August 1, 2008

Gridlock keeps blood flowing, hearts in check

Gridlock can be a good thing. If you’re talking about cardiovascular development, that is.

Tao Zhong, Ph.D., peers through a tank of zebrafish.

Photo by Neil Brake

In developing zebrafish embryos, a gene and the protein it encodes (both named Gridlock) play key roles in blood vessel formation and heart growth.

Gridlock got its name from what happens when it’s not working correctly. Blood “traffic” gets snarled in zebrafish with a mutation in the Gridlock gene – the fish fail to develop circulation to the trunk and tail because of a blockage at the base of the aorta.

Tao Zhong, Ph.D., has been tangling with the Gridlock gene since he first isolated it during his postdoctoral fellowship at Harvard Medical School.

Now an assistant professor of Medicine, Pharmacology, and Cell & Developmental Biology at Vanderbilt, Zhong hopes that pursuing the roles of Gridlock and other signaling proteins in heart and blood vessel development will lead to novel strategies for treating human cardiovascular disorders.

In their initial studies of Gridlock, Zhong and colleagues showed that a Gridlock signaling pathway determines whether blood vessel cells will become part of arteries or veins, and that it controls assembly of the aorta.

More recently, Zhong’s team demonstrated that Gridlock works with Gata5, another signaling protein that turns genes on and off, to control heart size in developing zebrafish.
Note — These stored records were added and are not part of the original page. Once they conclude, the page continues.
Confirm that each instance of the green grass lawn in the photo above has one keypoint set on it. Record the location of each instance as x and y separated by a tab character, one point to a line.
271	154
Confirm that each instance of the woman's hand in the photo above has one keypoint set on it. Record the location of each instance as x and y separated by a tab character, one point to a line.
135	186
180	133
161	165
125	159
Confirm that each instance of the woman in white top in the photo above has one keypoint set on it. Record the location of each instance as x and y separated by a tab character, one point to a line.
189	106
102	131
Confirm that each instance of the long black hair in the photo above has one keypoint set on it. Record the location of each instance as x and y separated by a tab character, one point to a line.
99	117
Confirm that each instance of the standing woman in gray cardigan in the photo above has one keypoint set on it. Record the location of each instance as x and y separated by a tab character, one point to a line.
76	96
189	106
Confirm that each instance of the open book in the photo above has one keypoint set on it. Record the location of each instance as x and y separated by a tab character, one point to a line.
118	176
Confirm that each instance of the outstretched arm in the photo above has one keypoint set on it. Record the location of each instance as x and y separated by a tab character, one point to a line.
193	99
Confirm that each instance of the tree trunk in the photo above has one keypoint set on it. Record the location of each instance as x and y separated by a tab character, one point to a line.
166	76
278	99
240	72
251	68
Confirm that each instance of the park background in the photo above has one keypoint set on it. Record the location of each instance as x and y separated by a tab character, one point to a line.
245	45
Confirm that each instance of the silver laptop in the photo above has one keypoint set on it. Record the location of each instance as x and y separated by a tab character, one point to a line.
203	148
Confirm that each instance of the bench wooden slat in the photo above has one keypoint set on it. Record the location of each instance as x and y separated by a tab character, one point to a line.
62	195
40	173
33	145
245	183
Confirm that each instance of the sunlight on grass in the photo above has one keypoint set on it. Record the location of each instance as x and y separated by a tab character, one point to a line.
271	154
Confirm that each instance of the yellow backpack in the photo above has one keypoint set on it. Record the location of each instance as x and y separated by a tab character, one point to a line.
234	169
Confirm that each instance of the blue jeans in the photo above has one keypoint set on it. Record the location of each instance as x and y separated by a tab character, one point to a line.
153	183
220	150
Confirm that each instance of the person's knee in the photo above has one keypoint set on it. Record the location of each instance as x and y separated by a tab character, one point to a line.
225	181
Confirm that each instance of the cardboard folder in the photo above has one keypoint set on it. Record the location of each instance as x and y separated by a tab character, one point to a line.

Gata5 acts like a car’s accelerator, turning on genes that increase cell size and division, while Gridlock acts like the brakes, keeping growth from getting out of control.

The findings are exciting, Zhong says, because they suggest that tapping into the Gridlock signaling pathway may offer a way to spur adult cardiac cells to divide.

In damaged adult hearts, cardiac cells increase in size in an attempt to provide more pumping power, but they are not able to divide. Eventually, the individual cells become too large to be effective, contributing to dilated cardiomyopathy (enlarged heart) and heart failure.

“We think that if we can inactivate the Gridlock side of the pathway (take off the brakes), that may provide a therapeutic approach to turn on proliferation machinery in adult cardiac myocytes (muscle cells),” Zhong says.

Zhong is also exploring whether variations in the Gridlock gene may be responsible for some human congenital heart diseases, which occur in one in 100 live births and remain the leading cause of death in the first year of life.

The blood vessel blockage in zebrafish with a mutation in Gridlock resembles a human disorder called coarctation (constriction) of the aorta. Recent studies have also linked a Gridlock mutation to a human septal defect – a hole in the dividing wall of the heart.

Zhong is setting up international collaborations to search for Gridlock and other developmental gene mutations in patients with cardiovascular diseases.